I suggest not renumbering all of the existing flags and just adding
these new ones at the end. Less code churn and more likely to break in
an obvious way if you mix up the two sets of flags.
More on 0002:
+ set_heap_lsn = XLogHintBitIsNeeded() ? true : set_heap_lsn;
Maybe just if (XLogHintBitIsNeeded) set_heap_lsn = true? I don't feel
super-strongly that what you've done is bad but it looks weird to my
eyes.
+ * If we released any space or line pointers or will be setting a page in
+ * the visibility map, measure the page's freespace to later update the
"setting a page in the visibility map" seems a little muddled to me.
You set bits, not pages.
+ * all-visible (or all-frozen, depending on the vacuum mode,) which is
This comma placement is questionable.
/*
+ * Note that the heap relation may have been dropped or truncated, leading
+ * us to skip updating the heap block due to the LSN interlock. However,
+ * even in that case, it's still safe to update the visibility map. Any
+ * WAL record that clears the visibility map bit does so before checking
+ * the page LSN, so any bits that need to be cleared will still be
+ * cleared.
+ *
+ * Note that the lock on the heap page was dropped above. In normal
+ * operation this would never be safe because a concurrent query could
+ * modify the heap page and clear PD_ALL_VISIBLE -- violating the
+ * invariant that PD_ALL_VISIBLE must be set if the corresponding bit in
+ * the VM is set.
+ *
+ * In recovery, we expect no other writers, so writing to the VM page
+ * without holding a lock on the heap page is considered safe enough. It
+ * is done this way when replaying xl_heap_visible records (see
*/
How many copies of this comment do you plan to end up with?

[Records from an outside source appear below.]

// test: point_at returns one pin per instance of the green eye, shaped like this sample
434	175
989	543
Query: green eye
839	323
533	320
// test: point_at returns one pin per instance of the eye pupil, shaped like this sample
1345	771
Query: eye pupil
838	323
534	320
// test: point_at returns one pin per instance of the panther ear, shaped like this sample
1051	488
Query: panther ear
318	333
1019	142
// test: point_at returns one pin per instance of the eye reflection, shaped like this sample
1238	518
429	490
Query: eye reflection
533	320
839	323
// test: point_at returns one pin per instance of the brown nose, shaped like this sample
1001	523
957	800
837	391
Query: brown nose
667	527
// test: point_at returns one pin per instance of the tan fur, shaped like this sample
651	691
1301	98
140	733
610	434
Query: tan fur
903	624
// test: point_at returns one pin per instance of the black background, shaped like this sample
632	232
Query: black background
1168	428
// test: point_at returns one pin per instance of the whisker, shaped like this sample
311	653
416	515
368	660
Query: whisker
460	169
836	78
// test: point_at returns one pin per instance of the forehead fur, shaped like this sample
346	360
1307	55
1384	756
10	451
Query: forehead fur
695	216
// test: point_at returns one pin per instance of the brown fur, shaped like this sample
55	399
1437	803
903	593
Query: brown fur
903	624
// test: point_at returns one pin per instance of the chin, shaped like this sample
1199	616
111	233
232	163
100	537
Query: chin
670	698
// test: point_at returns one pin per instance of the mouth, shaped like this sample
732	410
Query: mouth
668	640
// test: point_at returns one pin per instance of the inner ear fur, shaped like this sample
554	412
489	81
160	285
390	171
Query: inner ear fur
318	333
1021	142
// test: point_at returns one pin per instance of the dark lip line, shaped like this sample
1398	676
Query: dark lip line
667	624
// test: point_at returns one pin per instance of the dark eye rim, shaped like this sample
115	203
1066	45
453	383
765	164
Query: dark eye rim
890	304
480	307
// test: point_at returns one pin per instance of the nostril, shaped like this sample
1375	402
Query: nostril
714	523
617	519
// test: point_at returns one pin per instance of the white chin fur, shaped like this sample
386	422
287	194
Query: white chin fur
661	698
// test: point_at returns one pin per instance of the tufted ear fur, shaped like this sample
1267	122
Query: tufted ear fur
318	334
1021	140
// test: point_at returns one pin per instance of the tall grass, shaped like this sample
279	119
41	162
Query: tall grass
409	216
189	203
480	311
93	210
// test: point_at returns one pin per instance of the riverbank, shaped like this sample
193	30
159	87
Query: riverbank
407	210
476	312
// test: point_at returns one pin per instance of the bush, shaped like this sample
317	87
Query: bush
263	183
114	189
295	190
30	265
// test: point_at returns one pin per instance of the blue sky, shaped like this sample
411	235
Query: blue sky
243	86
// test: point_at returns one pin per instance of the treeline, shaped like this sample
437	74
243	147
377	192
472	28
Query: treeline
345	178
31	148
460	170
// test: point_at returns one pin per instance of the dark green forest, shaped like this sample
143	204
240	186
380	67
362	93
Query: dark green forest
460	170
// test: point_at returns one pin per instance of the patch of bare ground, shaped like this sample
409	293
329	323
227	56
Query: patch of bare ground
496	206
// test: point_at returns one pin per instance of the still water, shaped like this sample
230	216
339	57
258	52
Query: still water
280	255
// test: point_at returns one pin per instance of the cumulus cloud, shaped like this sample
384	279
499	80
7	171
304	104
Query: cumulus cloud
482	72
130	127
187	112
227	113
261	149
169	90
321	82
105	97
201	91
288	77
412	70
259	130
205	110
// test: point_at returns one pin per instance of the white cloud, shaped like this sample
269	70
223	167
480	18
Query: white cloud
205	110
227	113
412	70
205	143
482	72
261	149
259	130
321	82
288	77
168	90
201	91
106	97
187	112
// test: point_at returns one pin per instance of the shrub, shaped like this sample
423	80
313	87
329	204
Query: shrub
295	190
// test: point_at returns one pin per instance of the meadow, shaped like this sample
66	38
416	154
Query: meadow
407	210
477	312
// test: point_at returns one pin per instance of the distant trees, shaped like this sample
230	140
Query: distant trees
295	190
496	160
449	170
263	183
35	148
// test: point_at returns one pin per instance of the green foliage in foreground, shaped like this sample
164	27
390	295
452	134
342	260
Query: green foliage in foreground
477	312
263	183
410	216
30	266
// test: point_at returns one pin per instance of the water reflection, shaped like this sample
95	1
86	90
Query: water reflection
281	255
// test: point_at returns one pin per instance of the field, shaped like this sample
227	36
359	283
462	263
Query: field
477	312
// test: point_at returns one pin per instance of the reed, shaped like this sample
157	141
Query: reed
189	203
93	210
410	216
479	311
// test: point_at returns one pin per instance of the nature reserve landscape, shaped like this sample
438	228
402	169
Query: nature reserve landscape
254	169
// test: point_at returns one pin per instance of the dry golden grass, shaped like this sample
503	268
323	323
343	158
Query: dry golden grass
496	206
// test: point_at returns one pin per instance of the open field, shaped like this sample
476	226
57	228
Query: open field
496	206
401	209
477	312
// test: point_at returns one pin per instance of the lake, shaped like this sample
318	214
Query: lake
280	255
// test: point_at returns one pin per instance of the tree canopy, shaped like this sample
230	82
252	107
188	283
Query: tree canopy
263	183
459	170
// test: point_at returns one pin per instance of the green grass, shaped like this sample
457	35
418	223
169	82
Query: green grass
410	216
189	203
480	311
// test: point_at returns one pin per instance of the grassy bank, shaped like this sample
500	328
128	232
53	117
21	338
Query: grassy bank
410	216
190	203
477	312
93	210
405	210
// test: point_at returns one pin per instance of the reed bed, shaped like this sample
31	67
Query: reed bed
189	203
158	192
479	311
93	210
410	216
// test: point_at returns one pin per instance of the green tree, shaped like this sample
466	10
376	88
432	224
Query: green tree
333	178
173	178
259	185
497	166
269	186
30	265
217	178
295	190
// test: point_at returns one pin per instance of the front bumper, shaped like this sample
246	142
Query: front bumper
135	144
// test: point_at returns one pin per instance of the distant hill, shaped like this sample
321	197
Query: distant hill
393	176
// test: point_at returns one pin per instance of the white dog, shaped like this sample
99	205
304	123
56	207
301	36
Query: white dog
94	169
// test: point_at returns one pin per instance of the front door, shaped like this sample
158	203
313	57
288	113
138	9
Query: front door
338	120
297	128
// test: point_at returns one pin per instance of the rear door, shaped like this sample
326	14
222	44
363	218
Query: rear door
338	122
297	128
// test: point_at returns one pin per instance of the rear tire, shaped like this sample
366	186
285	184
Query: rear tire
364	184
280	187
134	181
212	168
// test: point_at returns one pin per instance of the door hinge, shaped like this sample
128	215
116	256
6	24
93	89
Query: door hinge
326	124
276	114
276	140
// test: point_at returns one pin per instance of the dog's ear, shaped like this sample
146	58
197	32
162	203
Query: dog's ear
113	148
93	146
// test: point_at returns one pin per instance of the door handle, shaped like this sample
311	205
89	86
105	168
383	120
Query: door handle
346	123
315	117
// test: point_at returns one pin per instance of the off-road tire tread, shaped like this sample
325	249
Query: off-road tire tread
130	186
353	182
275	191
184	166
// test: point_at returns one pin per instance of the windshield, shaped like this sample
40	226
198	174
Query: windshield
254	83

The comment for log_heap_prune_and_freeze seems to be anticipating future work.
> > 0004. It is not clear to me why you need to get
> > log_heap_prune_and_freeze to do the work here. Why can't
> > log_newpage_buffer get the job done already?
>
> Well, I need something to emit the changes to the VM. I'm eliminating
> all users of xl_heap_visible. Empty pages are the ones that benefit
> the least from switching from xl_heap_visible -> xl_heap_prune. But,
> if I don't transition them, we have to maintain all the
> xl_heap_visible code (including visibilitymap_set() in its long form).
>
> As for log_newpage_buffer(), I could keep it if you think it is too
> confusing to change log_heap_prune_and_freeze()'s API (by passing
> force_heap_fpi) to handle this case, I can leave log_newpage_buffer()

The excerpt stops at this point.